Attentisme. Or, cet avis est tombé il y a près d'un an. Dès le 27 juin 2017, le Comité s'était dit favorable à l'ouverture de la PMA à toutes les femmes. Mais cela ne s'est pas traduit en acte et en production d'un projet de loi. En avril 2018, alors qu'il s'exprimait devant des représentants de l'Église catholique au collège des Bernardins, à Paris, Emmanuel Macron admettait qu'il avait "décidé que l'avis du CCNE n'était pas suffisant, et qu'il fallait l'enrichir d'avis de responsables religieux".
Calendrier flou. En outre, l'exécutif s'est montré flou sur l'échéance à tenir. En septembre 2017, Marlène Schiappa certifiait qu'un élargissement de la PMA ferait "probablement" l'objet d'une loi en 2018. Mais la secrétaire d'État en charge de l'égalité entre les hommes et les femmes ne précisait rien quant au calendrier de l'entrée en vigueur de la mesure, se contentant d'assurer que "la PMA sera adoptée avant la fin du quinquennat, c'est un engagement du président".
Bis repetita. Largement de quoi doucher les espoirs des femmes, lesbiennes mais pas que, et des hommes qui militent pour l'ouverture de la PMA. "C'est épouvantable", confie ainsi Alice Coffin, membre de la Conférence européenne Lesbienne. "On a déjà vécu la même situation sous les différents gouvernements Hollande, avec des engagements, des promesses qui ne se sont jamais concrétisés." L'extension de la PMA était en effet initialement promise avec le mariage pour tous. Finalement, ce volet du projet de loi avait été jeté à la poubelle.
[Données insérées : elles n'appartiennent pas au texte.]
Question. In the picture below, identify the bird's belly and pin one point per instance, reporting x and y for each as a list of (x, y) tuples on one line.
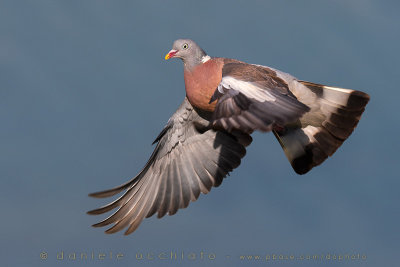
[(201, 84)]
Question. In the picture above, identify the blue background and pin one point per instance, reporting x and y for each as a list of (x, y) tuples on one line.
[(84, 90)]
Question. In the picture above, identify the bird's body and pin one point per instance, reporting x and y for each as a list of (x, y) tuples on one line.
[(201, 82), (226, 100)]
Voix discordantes. Des voix dissonantes au sein de la majorité sont venues s'ajouter à la timidité ambiante. Dès septembre, Gérard Collomb estimait qu'étendre la PMA à toutes les femmes "pose sans doute un certain nombre de problèmes". Evoquant des "lois sensibles qui peuvent heurter les consciences", le ministre de l'Intérieur appelait de ses vœux des "garde-fous" et rappelait qu'il ne s'agissait pas, selon lui, de sujets urgents. "Pour moi, la priorité est toujours économique et sociale. Je proposerai que l'on puisse résoudre le problème du chômage avant de s'attaquer aux problèmes civilisationnels." À l'inverse, aucune voix gouvernementale n'est venue s'exprimer avec force en faveur de l'engagement présidentiel sur la PMA.
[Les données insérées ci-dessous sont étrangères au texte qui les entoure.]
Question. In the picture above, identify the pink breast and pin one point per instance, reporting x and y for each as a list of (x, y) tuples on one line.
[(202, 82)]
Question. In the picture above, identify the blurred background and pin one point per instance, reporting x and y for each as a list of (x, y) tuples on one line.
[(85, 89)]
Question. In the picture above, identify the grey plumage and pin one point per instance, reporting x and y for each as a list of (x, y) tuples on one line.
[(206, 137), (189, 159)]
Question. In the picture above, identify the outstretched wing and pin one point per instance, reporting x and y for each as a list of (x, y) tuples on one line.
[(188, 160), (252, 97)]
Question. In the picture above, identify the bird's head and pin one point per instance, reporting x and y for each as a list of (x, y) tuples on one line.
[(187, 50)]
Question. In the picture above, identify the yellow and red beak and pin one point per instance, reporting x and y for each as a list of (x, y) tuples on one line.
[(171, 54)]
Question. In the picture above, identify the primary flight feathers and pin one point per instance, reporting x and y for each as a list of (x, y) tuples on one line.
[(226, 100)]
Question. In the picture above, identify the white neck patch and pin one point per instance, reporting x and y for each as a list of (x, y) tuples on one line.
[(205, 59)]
"Violence terrible". Pour Alice Coffin, la méthode employée par le gouvernement actuel, qui prône dialogue et concertation pour éviter toute crispation de la société, est "d'une violence terrible" pour les premières concernées, les couples de lesbiennes et les femmes seules. "En gros, on nous explique qu'on va débattre de nos vies et qu'on a le temps. Mais c'est un luxe de pouvoir dire ça. Pour certaines femmes, quatre ans d'attente, ce sont des enfants qu'elles n'auront jamais. Sans compter qu'on a bien vu qu'attendre contribuait surtout à libérer la parole homophobe et lesbophobe."
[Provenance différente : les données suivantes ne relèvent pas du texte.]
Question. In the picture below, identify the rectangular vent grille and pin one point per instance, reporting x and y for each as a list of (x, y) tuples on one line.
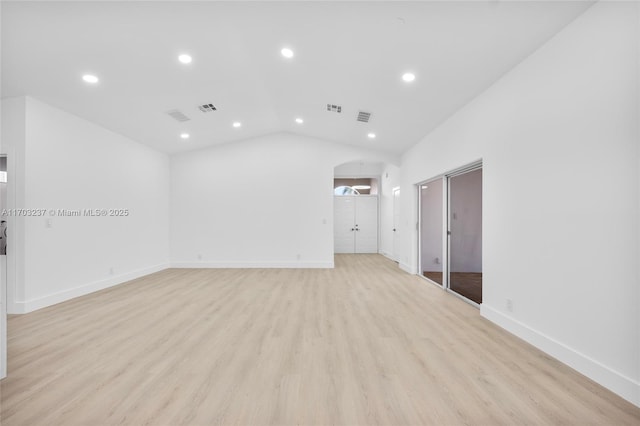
[(364, 116), (334, 108), (178, 115), (207, 108)]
Débats sans lesbiennes. Enfin, les consultations organisées sont également très critiquées car elles n'incluent pas, ou peu, les personnes directement concernées. Selon La Croix, Emmanuel Macron a organisé un dîner le 23 mai avec des experts, médecins, militants ou encore représentants du clergé ou d'associations religieuses. Le sujet de la PMA a occupé une bonne part des débats entre 17 personnes, "dont 14 hommes et zéro lesbienne", regrette Alice Coffin. "Pourquoi ne pas organiser un dîner de lesbiennes au lieu de consulter des prêtres ?" Cette journaliste et militante reconnaît volontiers qu'une extension de la PMA augure un changement de société majeur. "Mais le problème n'est pas tant la société qui change que le fait qu'elle était jusqu'ici fondée sur des lois qui avantageaient certains et discriminaient les autres. Il s'agit d'enlever des discriminations, cela ne devrait pas susciter autant de débats."